Dilma acredita que "crescentemente" haverá uma reação internacional à espionagem norte-americana porque "nenhuma nação democrática vai admitir essa quebra da soberania, essa violação dos direitos humanos, civis de sua população". De acordo com a presidente, é "isso que se faz" por meio dos serviços secretos dos EUA. E, sem especifica quais, disse que o Brasil tomará "uma série de medidas" contra a prática.
No mês passado, as denúncias de espionagem levaram Dilma a cancelar visita oficial aos Estados Unidos e a presidente também usou o tema em seu discurso na abertura da reunião do G20 na Organização das Nações Unidas (ONU).

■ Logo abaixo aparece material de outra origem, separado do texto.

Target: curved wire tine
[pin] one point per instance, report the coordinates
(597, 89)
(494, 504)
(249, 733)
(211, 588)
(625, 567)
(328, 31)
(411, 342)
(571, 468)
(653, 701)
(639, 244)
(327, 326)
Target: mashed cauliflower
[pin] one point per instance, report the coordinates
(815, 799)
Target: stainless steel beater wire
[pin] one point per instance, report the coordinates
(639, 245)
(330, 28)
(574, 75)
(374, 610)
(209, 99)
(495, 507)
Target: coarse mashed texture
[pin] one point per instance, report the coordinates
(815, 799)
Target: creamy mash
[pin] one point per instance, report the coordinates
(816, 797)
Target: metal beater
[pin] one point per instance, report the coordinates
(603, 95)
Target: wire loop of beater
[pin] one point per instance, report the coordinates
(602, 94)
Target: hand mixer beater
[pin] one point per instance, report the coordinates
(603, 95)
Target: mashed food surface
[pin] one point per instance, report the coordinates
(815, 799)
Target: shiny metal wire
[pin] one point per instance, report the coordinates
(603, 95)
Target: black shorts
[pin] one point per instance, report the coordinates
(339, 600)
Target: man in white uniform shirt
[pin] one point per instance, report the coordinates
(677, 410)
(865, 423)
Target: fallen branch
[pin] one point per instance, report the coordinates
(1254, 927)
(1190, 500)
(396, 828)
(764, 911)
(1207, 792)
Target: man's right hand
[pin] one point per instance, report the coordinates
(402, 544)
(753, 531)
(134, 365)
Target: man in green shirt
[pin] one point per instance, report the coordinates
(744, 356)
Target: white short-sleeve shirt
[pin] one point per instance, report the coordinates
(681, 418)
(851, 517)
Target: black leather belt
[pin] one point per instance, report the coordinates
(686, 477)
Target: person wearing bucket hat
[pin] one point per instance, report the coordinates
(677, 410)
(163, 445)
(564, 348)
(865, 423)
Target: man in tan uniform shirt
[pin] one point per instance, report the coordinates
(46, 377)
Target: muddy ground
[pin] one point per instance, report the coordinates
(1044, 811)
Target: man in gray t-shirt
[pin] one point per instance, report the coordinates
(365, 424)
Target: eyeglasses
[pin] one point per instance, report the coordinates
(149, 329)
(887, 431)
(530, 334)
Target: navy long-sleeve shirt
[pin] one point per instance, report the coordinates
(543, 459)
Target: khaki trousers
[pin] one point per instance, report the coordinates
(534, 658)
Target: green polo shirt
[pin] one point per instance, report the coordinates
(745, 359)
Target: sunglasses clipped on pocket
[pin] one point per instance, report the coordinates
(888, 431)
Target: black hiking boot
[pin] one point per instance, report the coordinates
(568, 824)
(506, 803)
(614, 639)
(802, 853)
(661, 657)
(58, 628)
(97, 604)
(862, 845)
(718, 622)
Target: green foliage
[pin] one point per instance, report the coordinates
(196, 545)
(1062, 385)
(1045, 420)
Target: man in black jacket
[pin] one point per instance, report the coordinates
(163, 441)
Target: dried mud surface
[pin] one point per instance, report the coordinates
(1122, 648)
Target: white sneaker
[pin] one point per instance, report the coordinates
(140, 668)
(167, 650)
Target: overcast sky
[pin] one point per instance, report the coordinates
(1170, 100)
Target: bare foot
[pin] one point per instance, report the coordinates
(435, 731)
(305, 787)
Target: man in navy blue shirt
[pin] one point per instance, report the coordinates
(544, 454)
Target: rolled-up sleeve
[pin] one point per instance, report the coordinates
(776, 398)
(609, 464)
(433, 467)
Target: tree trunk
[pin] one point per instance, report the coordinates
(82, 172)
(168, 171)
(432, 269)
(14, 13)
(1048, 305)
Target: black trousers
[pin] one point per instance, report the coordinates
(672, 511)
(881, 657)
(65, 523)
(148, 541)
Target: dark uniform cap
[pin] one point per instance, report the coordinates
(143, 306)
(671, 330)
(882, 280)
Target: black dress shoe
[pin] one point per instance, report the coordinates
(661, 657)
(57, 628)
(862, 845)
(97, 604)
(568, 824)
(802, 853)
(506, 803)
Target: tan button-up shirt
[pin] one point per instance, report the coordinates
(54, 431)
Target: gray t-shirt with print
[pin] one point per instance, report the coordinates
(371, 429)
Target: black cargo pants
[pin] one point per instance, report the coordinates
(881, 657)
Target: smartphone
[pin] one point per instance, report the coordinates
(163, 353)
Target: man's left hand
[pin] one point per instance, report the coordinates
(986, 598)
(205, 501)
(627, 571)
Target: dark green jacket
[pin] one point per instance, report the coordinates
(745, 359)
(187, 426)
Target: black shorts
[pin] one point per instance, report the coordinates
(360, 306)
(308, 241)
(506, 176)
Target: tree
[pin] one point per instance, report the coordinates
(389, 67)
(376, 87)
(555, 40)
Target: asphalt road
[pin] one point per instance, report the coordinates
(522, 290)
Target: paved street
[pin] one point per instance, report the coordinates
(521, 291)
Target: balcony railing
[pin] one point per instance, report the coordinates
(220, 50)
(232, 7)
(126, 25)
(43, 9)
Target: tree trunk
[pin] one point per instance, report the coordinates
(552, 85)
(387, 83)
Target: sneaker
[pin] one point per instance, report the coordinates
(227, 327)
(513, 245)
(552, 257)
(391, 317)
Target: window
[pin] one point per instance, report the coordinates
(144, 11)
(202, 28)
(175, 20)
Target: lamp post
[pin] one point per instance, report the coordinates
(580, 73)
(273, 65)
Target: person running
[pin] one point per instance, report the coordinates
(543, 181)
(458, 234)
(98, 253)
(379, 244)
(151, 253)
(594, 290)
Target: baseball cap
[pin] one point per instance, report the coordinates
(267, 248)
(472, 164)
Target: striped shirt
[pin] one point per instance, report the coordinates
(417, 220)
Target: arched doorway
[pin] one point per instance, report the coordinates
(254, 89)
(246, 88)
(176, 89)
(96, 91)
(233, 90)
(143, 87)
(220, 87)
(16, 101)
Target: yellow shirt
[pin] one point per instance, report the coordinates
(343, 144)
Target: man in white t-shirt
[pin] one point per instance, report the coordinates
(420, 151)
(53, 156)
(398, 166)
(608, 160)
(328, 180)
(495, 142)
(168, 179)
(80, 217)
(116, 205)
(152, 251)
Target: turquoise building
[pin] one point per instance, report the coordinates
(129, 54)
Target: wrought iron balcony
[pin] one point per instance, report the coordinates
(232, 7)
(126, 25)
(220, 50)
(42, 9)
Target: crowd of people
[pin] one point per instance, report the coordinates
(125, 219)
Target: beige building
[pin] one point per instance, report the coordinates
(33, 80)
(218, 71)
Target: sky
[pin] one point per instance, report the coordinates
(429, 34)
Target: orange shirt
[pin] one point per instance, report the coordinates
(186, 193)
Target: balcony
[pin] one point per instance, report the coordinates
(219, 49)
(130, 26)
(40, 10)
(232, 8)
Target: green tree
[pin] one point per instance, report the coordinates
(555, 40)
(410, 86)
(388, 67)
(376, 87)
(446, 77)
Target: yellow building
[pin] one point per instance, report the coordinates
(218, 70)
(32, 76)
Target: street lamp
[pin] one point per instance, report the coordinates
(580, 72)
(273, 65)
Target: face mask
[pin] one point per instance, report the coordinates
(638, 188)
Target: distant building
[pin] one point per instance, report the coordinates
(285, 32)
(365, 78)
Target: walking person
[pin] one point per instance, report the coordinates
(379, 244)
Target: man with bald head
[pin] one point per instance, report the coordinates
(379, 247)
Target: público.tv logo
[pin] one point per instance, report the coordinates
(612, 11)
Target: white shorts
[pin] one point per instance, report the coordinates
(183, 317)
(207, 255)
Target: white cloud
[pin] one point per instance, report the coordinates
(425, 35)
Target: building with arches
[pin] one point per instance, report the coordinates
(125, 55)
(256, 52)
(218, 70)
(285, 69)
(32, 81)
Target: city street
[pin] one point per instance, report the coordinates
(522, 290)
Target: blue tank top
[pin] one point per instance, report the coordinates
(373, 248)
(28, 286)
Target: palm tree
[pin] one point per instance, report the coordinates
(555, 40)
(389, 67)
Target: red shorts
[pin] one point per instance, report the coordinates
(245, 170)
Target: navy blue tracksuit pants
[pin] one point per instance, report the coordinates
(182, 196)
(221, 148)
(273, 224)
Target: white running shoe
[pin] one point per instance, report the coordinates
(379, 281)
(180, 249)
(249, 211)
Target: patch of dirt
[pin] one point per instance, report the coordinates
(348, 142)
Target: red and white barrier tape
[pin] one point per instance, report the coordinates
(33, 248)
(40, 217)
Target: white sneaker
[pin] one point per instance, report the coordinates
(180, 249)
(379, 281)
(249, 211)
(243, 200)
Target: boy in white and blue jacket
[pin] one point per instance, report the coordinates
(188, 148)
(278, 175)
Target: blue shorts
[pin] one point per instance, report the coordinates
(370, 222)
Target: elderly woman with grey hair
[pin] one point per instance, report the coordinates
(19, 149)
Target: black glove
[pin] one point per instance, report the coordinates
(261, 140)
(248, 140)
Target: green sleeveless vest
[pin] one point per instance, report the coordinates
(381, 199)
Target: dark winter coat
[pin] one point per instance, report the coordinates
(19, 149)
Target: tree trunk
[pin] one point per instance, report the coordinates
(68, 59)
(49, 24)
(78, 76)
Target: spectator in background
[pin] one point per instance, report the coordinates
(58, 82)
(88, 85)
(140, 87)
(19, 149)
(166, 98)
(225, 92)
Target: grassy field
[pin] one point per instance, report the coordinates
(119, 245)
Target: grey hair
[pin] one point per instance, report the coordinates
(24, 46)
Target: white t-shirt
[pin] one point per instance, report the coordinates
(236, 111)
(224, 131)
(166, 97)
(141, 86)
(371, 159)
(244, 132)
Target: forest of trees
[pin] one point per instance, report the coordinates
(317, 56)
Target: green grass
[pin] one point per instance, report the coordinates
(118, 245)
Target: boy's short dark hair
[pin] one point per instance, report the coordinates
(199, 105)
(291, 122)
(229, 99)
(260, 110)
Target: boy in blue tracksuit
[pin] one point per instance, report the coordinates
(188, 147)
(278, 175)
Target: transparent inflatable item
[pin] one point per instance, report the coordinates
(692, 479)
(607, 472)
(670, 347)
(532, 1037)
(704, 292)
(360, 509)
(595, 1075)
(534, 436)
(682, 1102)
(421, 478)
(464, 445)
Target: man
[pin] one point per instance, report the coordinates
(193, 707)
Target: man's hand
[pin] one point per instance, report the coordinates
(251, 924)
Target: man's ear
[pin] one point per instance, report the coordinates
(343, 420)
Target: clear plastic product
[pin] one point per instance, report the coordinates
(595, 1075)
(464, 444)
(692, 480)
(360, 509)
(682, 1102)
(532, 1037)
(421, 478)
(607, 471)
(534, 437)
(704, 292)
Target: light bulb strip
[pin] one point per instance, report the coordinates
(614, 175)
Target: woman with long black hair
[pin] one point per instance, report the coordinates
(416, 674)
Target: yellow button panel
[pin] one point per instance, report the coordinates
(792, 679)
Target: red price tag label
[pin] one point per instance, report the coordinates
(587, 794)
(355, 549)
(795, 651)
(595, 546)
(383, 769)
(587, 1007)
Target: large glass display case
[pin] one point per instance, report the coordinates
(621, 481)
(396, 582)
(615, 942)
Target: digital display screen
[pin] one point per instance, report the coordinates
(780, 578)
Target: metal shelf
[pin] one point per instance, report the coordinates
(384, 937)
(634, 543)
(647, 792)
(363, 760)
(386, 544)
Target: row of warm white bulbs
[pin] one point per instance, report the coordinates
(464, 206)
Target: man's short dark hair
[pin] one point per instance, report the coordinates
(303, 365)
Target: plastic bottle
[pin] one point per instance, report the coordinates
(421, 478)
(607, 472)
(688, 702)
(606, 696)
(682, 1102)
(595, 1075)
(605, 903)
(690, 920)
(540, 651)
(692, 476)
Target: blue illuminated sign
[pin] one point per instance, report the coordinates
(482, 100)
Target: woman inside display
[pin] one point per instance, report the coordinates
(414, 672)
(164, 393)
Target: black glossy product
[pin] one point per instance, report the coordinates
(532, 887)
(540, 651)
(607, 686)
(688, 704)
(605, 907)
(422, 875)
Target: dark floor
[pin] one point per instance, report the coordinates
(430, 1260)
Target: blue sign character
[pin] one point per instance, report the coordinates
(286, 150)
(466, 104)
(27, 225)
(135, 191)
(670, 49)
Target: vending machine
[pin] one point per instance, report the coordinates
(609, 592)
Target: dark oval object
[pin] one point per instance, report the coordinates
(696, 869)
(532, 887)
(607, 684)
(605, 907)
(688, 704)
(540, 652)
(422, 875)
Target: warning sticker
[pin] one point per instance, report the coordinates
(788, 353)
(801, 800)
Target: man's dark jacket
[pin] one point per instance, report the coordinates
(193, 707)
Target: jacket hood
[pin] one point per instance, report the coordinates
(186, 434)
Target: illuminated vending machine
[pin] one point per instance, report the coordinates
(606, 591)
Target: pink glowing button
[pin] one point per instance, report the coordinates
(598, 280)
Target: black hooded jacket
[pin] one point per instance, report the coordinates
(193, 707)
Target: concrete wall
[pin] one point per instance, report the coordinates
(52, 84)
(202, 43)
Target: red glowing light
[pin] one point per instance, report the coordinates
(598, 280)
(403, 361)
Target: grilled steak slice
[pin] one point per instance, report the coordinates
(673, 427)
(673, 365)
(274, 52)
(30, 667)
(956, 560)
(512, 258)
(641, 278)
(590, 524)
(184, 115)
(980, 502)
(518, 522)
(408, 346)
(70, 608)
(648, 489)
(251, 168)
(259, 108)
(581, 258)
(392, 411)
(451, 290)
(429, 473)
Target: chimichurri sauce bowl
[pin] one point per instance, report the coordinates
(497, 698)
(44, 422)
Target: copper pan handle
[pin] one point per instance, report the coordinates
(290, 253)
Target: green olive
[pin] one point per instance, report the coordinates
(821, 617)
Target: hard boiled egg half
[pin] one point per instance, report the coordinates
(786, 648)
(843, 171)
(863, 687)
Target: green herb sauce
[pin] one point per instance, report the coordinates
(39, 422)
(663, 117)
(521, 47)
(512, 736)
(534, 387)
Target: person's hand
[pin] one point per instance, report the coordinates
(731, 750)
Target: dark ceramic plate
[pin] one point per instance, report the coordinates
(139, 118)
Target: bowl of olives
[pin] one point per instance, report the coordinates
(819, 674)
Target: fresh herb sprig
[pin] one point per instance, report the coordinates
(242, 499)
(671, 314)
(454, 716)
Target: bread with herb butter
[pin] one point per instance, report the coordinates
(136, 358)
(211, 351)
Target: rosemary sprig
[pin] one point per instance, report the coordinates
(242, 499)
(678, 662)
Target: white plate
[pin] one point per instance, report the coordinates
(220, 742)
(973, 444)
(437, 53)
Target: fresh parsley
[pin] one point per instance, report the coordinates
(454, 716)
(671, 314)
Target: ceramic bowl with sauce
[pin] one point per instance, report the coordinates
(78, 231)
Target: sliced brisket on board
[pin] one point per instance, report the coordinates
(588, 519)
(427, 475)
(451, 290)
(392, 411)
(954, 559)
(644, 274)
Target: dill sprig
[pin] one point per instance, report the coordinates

A presidente usou a proposta de marco civil da internet que tramita no Congresso brasileiro como referência para a neutralidade e a inviolabilidade de dados na internet porque, para Dilma, a rede é "essencial no que se refere à construção da democracia no mundo". "Esse marco nosso mostra claramente qual a posição do Brasil. Defende uma internet aberta, democrática, participativa, neutra. Ou seja, sem restrições políticas, comerciais ou religiosas de qualquer natureza. Ninguém pode alegar qualquer restrição e tentar interferir na internet. É um processo que envolve uma engenharia da internet internacional que permita que a gente garanta esse espaço democrático a todos os cidadãos do mundo."